Some ways to get the sources for the version relevant to you:

- If you know how to use SVN (or want to learn):

```
svn checkout --username anonsvn --password anonsvn https://smlnj-gforge.cs.uchicago.edu/svn/smlnj/
```

and then figure out how to checkout the version you're using

- Otherwise, use the "install from source" instructions on the release page for
your version of SML/NJ, for example:

And be sure to follow the suggestion to edit `config/targets` so that you
uncomment whatever is required to get the compiler source code downloaded
too.
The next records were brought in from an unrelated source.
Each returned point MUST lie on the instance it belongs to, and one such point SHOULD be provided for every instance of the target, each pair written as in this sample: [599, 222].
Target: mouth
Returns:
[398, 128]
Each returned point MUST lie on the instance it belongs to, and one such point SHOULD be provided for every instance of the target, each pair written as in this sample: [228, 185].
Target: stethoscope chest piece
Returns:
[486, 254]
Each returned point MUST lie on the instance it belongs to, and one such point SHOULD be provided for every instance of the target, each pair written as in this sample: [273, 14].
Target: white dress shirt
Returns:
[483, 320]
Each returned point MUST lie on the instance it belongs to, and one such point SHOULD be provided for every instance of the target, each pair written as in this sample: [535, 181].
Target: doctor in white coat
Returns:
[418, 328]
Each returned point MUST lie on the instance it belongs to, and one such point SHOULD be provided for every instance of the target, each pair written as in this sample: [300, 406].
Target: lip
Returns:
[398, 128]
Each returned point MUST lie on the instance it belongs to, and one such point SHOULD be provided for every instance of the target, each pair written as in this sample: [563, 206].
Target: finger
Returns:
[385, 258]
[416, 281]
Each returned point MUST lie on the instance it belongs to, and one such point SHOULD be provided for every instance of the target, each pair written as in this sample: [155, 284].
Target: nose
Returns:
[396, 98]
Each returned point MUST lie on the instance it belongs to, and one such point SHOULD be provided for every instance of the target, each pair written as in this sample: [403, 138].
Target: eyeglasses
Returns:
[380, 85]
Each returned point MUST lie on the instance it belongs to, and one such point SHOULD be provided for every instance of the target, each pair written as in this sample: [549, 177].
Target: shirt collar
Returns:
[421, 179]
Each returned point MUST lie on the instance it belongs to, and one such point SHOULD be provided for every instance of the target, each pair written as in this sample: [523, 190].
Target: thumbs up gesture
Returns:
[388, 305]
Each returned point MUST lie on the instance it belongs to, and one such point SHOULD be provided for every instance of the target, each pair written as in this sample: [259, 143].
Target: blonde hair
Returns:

For 110.99.2, this amounted to ensuring that this directive was
uncommented in the `config/targets` file:

```
# unpack the source code for everything (including for the SML/NJ compiler
# itself); this is not required, unless you are doing compiler hacking,
# but it may be interesting to look at.
#
request src-smlnj
```

- If you're really lazy, you can probably get by with using the SVN web viewer

but it takes some getting used to, and you're very quickly want to be able
to start grepping, so you probably only want to use this in a pinch.

Once you've got the sources, the `base/compiler` folder is the one where all the
good stuff is. If you chose an SVN option above (instead of downloading just the
sources for the given version), you'll have to make sure that you're in the
right `base/compiler` folder. For 110.99.2, that folder is
`/sml/releases/release-110.99.2/base/compiler`.

Once you have the SML/NJ sources, you should be able to work from the
dependencies in this example project's CM file to the relevant files in your
SML/NJ checkout to begin browsing what APIs are available to you.